Uji coba dilakukan terhadap tikus laboratorium yang diinduksi diabetes secara medis dengan pemberian dosis ekstrak bawang yang bervariasi. Hasil penelitian menunjukkan dosis 400 mg per kilogram berat badan memberikan penurunan gula darah puasa yang paling signifikan.
Peneliti utama dari Delta State University di Abraka, Nigeria, Anthony Ojieh, MBBS (MD), MSc, menjelaskan kemudahan akses terhadap komoditas ini sebagai pendukung pengobatan.
"Bawang bombay murah dan mudah didapat serta telah dimanfaatkan sebagai suplemen nutrisi," kata Anthony Ojieh, MBBS (MD), MSc, dari Delta State University di Abraka, Nigeria.
Ojieh juga menekankan kegunaan tanaman ini di masa depan bagi para penderita gangguan metabolisme gula darah.
"Bawang bombay berpotensi digunakan untuk mengobati pasien diabetes," terangnya.
Dalam eksperimen tersebut, tim peneliti membagi subjek ke dalam beberapa kelompok yang menerima dosis 200 mg, 400 mg, dan 600 mg ekstrak bawang bersama metformin. Meskipun efektif menurunkan gula darah pada kelompok diabetes, ekstrak tersebut memicu kenaikan berat badan pada subjek non-diabetes.

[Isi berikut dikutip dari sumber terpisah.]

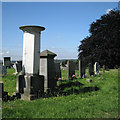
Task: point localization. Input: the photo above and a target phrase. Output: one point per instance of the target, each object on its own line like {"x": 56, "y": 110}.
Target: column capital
{"x": 31, "y": 28}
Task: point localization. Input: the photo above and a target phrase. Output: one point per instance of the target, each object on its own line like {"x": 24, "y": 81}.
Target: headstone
{"x": 7, "y": 62}
{"x": 82, "y": 69}
{"x": 90, "y": 69}
{"x": 47, "y": 69}
{"x": 57, "y": 70}
{"x": 96, "y": 68}
{"x": 3, "y": 70}
{"x": 103, "y": 68}
{"x": 30, "y": 83}
{"x": 1, "y": 90}
{"x": 70, "y": 69}
{"x": 18, "y": 66}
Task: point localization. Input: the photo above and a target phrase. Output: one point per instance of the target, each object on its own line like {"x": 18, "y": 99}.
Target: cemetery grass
{"x": 102, "y": 103}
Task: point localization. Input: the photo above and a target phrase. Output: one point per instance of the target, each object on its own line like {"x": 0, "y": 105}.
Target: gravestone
{"x": 47, "y": 69}
{"x": 18, "y": 66}
{"x": 3, "y": 70}
{"x": 90, "y": 69}
{"x": 70, "y": 69}
{"x": 81, "y": 68}
{"x": 96, "y": 68}
{"x": 1, "y": 90}
{"x": 103, "y": 68}
{"x": 7, "y": 62}
{"x": 30, "y": 84}
{"x": 57, "y": 70}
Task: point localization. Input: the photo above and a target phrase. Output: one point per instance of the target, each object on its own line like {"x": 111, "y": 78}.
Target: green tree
{"x": 103, "y": 44}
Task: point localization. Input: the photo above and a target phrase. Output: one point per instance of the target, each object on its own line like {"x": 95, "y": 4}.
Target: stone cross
{"x": 30, "y": 83}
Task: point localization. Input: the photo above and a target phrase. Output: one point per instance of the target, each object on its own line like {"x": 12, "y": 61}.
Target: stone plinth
{"x": 47, "y": 69}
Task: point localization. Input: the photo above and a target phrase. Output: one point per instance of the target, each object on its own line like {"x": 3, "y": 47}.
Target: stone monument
{"x": 57, "y": 70}
{"x": 70, "y": 69}
{"x": 47, "y": 69}
{"x": 30, "y": 84}
{"x": 18, "y": 66}
{"x": 7, "y": 62}
{"x": 90, "y": 69}
{"x": 81, "y": 69}
{"x": 96, "y": 68}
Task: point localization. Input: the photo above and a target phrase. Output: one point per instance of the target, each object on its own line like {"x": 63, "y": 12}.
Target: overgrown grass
{"x": 102, "y": 103}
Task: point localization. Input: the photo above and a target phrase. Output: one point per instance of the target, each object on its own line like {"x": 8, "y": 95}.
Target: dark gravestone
{"x": 7, "y": 62}
{"x": 30, "y": 86}
{"x": 57, "y": 70}
{"x": 1, "y": 90}
{"x": 90, "y": 69}
{"x": 82, "y": 67}
{"x": 70, "y": 69}
{"x": 47, "y": 68}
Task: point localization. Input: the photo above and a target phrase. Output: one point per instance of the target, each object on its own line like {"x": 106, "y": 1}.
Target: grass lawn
{"x": 85, "y": 103}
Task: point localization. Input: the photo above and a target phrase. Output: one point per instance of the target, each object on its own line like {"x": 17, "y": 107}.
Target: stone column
{"x": 30, "y": 82}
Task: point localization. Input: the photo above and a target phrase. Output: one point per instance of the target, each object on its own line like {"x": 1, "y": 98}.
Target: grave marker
{"x": 30, "y": 84}
{"x": 70, "y": 69}
{"x": 47, "y": 68}
{"x": 7, "y": 62}
{"x": 96, "y": 68}
{"x": 81, "y": 69}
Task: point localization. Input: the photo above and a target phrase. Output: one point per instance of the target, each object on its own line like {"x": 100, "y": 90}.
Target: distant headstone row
{"x": 39, "y": 72}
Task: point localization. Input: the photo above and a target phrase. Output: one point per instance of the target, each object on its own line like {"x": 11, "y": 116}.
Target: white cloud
{"x": 1, "y": 53}
{"x": 108, "y": 10}
{"x": 7, "y": 52}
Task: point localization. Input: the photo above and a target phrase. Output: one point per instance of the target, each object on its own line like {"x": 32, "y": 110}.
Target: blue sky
{"x": 66, "y": 23}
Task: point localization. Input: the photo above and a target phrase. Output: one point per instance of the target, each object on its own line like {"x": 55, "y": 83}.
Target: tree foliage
{"x": 103, "y": 44}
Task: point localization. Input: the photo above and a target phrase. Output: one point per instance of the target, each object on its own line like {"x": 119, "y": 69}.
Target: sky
{"x": 66, "y": 23}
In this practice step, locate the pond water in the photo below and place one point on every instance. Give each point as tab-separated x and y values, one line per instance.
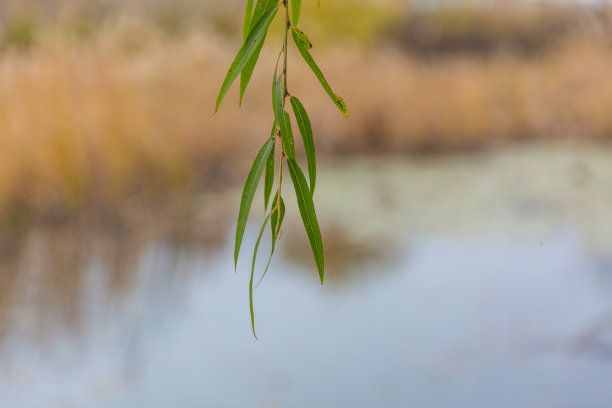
451	282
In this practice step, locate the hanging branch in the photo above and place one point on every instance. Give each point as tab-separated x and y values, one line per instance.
257	21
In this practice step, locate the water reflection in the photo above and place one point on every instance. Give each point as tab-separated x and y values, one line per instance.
151	315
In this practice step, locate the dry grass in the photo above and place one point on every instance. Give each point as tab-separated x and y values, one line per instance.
130	111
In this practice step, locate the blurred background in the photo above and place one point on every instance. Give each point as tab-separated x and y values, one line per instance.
464	206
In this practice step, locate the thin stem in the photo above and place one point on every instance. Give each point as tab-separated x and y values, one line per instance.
287	26
285	93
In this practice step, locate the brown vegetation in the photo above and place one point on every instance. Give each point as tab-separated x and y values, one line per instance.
130	110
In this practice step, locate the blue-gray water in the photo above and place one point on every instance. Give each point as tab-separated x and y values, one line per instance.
471	282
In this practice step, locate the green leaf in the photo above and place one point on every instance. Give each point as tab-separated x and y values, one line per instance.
263	228
255	38
274	85
304	45
306	130
276	225
309	217
269	177
296	8
249	192
261	8
283	119
248	13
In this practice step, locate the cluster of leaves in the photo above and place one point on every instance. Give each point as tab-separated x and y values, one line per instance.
257	21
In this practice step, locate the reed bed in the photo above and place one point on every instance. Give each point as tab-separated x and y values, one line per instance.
129	111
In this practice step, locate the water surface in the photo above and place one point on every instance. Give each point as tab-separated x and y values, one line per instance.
452	282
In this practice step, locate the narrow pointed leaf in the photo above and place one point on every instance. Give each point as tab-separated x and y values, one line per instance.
263	228
269	176
261	8
282	117
306	131
249	192
275	84
296	8
309	217
247	50
248	14
276	225
304	45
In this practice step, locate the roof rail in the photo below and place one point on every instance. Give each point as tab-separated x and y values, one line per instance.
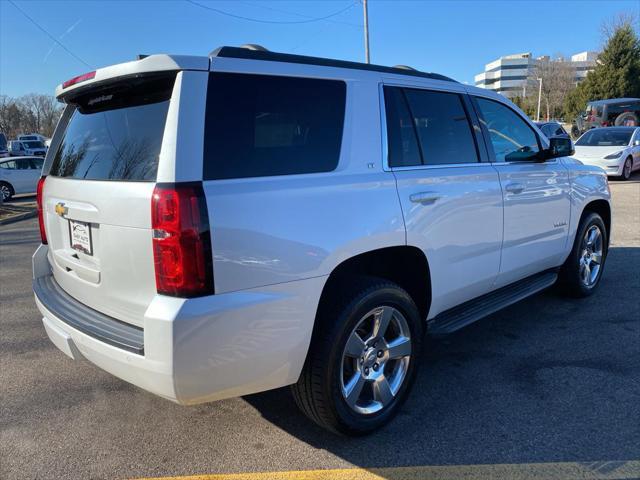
254	47
260	53
404	67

Ojieh memberikan catatan mengenai kandungan energi dalam bawang bombay yang memengaruhi pola konsumsi subjek uji coba.
"Bawang bombay tidak tinggi kalori," kata Ojieh.
Peningkatan berat badan tersebut diduga berkaitan dengan perubahan laju metabolisme yang berdampak pada keinginan untuk makan.
"Namun, tampaknya hal itu meningkatkan laju metabolisme dan, dengan demikian, meningkatkan nafsu makan, yang menyebabkan peningkatan konsumsi makanan," tambahnya.
Selain faktor nutrisi, pengelolaan diabetes juga memerlukan perubahan gaya hidup sesuai anjuran medis. Spesialis penyakit dalam, dr Erpryta Nurdia Tetrasiwi, SpPD, memberikan saran terkait durasi aktivitas fisik mingguan yang ideal.
"Kalau bisa paling tidak 150 menit sehari. Dan ini ada catatannya, kalau memungkinkan jangan ada jeda 2 hari berturut-turut, misalnya hari ini olahraga, hari ini olahraga, besok istirahat bentar, boleh deh, tapi kalau bisa usahakan besok olahraga lagi. Seperti itu, dan jangan lupa untuk re-evaluasi berkala, karena kalau sekali doang ya percuma," kata spesialis penyakit dalam dr Erpryta Nurdia Tetrasiwi, SpPD.
Tindakan pencegahan melalui pemeriksaan laboratorium secara rutin menjadi kunci untuk mendeteksi kondisi pra-diabetes maupun diabetes sejak dini.
"Kalau masalah gula harus cek lab, tentu saja. Tidak hanya gula sewaktu, jadi harus diagnosis untuk diabetes melitus itu, paling tidak ada gula darah puasa, atau namanya HbA1c, ya itu adalah rata kadar gula darah 2-3 bulan terakhir, dimana kita jadi tahu, 'oh saya ini aman nggak sih?' Atau saya masuk ke prediabetes, atau saya sudah diabetes, seperti itu," kata dr Erpryta dalam acara detikcom Leaders Forum, Jumat (31/10/2025).